Picture files (files ending in .gif, .jpg, .jpeg, .jpe, .png) are not dangerous.

Movie files (files ending in .mpg, .mpeg, .avi., .wmv) are not dangerous.

The files to beware of are “executable files” (files ending in .exe, .bin, .bat, .com).

Note that the previous list include files ending in .com.  In the early days of the PC, files with an extension of .com were “command” files.  That is, they were executable files.  The latest trick is for hackers to send you a file ending in .com and make the file look like it is a link to a web site (such as www.yougottaseethis.com).  It’s not a link to a web site.  It’s really an executable file, probably containing a virus.  Do not click on it and open it!

If you must download a file from a web site, then download it to your computer’s hard drive, but scan it for viruses before opening it.

9.

Do not open files you receive in emails, even if they come from a person you know.

A common trick today is for a virus to email itself to everyone in your email address book.  So, the sender of the email may have a virus on his or her computer and the virus may have found your email address in your friend’s address book and emailed itself to you.

If you're not sure about a file you received in an email, then save the file to your computer’s hard drive, but scan it for viruses before opening it.

10.

If you're using a wireless network, enable encryption for your wireless communication.

The two most common types of wireless encryption are WEP and WPA.  Use one of these encryption methods.  Never operate your wireless network with encryption disabled.

11.

If you're using a wireless network, change your ESSID on your router from the default value.

Routers come set with a default ESSID which is usually just the name of the router manufacturer, such as LINKSYS, NETGEAR, etc.  Change the name to a string of characters that only you know (i.e., a string of characters that no one else is likely to guess).

12.

If you're using a wireless network, configure your router so that it does not broadcast the ESSID.  Configure each wireless device to connect only to the ESSID of your router.

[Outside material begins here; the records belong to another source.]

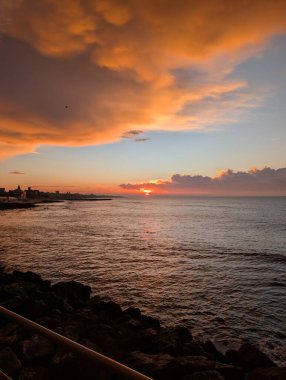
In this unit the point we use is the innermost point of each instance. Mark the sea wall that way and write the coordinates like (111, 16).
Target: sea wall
(128, 336)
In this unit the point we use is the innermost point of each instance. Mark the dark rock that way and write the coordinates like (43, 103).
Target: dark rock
(193, 348)
(8, 329)
(76, 293)
(205, 375)
(110, 309)
(232, 356)
(40, 309)
(69, 366)
(216, 349)
(32, 373)
(250, 357)
(9, 362)
(133, 312)
(95, 299)
(151, 365)
(229, 372)
(36, 348)
(171, 341)
(274, 373)
(166, 367)
(19, 305)
(185, 365)
(148, 321)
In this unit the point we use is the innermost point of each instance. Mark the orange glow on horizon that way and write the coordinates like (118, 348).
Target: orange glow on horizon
(146, 192)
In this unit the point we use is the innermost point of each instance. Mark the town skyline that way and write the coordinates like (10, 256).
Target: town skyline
(131, 93)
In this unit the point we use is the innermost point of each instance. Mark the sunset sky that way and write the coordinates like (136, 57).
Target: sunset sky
(108, 95)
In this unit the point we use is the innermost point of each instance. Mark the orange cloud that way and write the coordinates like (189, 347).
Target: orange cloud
(265, 181)
(122, 65)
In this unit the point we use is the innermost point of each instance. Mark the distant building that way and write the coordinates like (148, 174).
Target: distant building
(17, 193)
(32, 194)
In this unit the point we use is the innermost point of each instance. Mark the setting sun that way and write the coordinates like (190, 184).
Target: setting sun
(146, 192)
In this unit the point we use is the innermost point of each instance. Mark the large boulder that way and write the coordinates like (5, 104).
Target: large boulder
(205, 375)
(9, 362)
(37, 347)
(171, 341)
(109, 309)
(250, 357)
(74, 292)
(274, 373)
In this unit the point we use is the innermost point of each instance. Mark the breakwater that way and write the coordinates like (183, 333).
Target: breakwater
(128, 336)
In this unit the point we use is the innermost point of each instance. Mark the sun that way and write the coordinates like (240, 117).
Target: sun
(146, 192)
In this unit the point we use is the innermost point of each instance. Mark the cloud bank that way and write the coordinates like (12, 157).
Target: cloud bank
(265, 181)
(123, 65)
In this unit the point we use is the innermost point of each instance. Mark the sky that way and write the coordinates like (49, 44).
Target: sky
(124, 96)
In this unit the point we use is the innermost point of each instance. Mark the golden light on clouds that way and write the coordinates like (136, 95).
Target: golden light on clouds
(124, 65)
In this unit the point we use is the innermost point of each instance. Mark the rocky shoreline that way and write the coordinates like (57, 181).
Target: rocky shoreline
(15, 205)
(137, 340)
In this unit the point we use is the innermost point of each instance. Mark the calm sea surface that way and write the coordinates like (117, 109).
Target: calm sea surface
(216, 265)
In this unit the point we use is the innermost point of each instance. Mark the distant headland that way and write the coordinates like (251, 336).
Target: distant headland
(26, 198)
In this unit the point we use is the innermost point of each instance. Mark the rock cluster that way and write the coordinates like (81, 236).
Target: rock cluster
(126, 335)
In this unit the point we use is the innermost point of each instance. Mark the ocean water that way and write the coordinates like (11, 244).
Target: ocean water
(215, 265)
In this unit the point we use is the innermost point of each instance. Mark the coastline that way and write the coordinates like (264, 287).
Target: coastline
(24, 205)
(15, 205)
(128, 336)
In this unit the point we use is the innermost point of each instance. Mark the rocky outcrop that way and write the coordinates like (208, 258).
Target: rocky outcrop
(128, 336)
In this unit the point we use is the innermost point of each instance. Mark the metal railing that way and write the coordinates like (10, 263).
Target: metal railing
(106, 362)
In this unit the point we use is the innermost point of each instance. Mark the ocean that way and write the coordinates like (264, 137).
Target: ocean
(216, 265)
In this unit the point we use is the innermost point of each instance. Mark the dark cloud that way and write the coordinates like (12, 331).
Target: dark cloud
(265, 181)
(124, 65)
(132, 134)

Most people configure their router to broadcast the ESSID.  As a result, their neighbors' wireless computers can "see" their router and try to connect to it.  By configuring the router to not broadcast its ESSID, your neighbors can not see your router and thus will not try to connect to it.  And if you configure your own computers to only connect to the ESSID of your router, then your computers will always connect to your router and never attempt to connect to any other wireless networks.

13.

Give your Windows administrator account a password.

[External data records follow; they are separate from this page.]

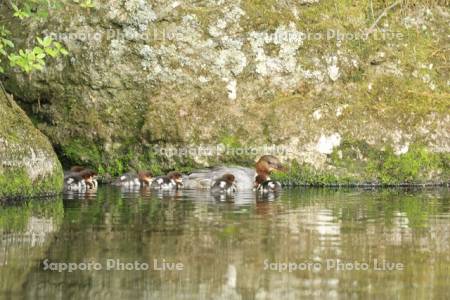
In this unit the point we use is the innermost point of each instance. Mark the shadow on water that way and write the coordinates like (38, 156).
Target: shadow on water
(229, 249)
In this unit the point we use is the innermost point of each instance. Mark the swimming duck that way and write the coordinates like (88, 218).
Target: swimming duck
(80, 180)
(132, 179)
(172, 181)
(244, 177)
(224, 185)
(264, 185)
(86, 172)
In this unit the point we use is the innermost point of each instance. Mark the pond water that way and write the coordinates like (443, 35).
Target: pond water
(306, 243)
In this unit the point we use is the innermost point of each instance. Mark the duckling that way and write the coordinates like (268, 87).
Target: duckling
(131, 179)
(89, 175)
(74, 182)
(224, 185)
(265, 185)
(244, 177)
(80, 181)
(172, 181)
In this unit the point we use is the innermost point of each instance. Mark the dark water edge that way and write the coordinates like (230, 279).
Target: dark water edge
(224, 246)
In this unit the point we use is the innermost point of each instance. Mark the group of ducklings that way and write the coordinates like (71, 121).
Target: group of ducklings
(82, 179)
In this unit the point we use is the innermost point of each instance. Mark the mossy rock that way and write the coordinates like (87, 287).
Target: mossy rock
(29, 166)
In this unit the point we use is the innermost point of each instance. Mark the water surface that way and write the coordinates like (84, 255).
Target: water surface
(229, 250)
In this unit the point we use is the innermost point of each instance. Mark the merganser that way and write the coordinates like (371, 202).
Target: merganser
(244, 177)
(172, 181)
(80, 180)
(264, 185)
(131, 179)
(224, 185)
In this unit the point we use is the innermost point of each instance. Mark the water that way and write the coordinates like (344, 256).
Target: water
(230, 250)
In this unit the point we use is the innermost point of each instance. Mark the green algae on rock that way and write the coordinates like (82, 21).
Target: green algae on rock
(294, 74)
(29, 166)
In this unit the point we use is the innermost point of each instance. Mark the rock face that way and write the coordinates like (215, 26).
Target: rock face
(147, 76)
(29, 166)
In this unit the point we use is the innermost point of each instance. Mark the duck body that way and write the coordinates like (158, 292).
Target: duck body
(224, 185)
(75, 183)
(172, 181)
(269, 186)
(80, 179)
(264, 185)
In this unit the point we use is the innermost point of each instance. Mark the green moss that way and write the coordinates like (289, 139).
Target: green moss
(19, 136)
(363, 163)
(304, 174)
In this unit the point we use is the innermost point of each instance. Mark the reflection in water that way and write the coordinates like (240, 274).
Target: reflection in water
(224, 245)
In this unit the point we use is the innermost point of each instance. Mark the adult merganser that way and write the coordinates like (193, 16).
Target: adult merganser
(224, 185)
(131, 179)
(244, 177)
(172, 181)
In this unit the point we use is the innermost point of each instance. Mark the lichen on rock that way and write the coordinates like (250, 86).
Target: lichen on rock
(29, 167)
(295, 74)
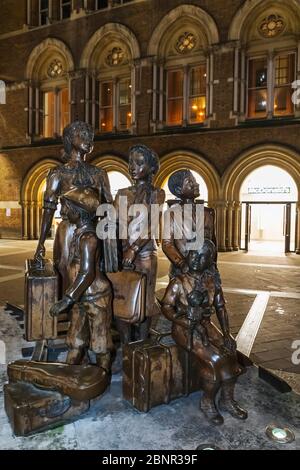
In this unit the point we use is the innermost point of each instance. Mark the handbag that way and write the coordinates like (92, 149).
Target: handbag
(129, 295)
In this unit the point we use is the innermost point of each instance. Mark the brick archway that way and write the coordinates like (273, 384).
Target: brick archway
(182, 159)
(235, 175)
(32, 197)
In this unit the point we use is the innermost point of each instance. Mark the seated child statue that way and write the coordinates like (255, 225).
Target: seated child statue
(89, 295)
(189, 302)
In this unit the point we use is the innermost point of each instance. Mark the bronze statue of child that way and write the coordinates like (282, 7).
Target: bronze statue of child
(89, 294)
(201, 286)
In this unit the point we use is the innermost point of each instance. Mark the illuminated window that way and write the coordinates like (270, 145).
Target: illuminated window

When you install some versions of Windows (such as XP), the operating system creates a single user account and that account has administrator privileges (I call it the admin account).

The admin account has authority to install software and make changes to your computer that other accounts do not.

Make sure that the admin account is protected with a password.  To do so, go into Control Panel and select the icon that allows you to define and change user accounts.

14.

Create at least one "regular" Windows account for your day-to-day use.

From the same Control Panel icon that you used for #13 above, define an account that does not have administrator privileges (I call it a regular account; Windows calls it a limited account).

Use this account for your everyday activities.  Since this account does not have administrator privileges, it is safe to use for browsing the internet, reading email, etc.  If you happen to download a virus while using a regular account, the virus will do minimal damage to your computer.

You may want to create a regular account for each person who will use your computer or just enable the "Guest" account if a large number of people will use the computer.

This will cause some inconvenience because you'll need to switch to your admin account if you want to install software or change your configuration, but if you ever download a virus, you'll be glad you're using a regular account.

15.

Only create one administrator account on your computer.

There's just not a need to have more than one.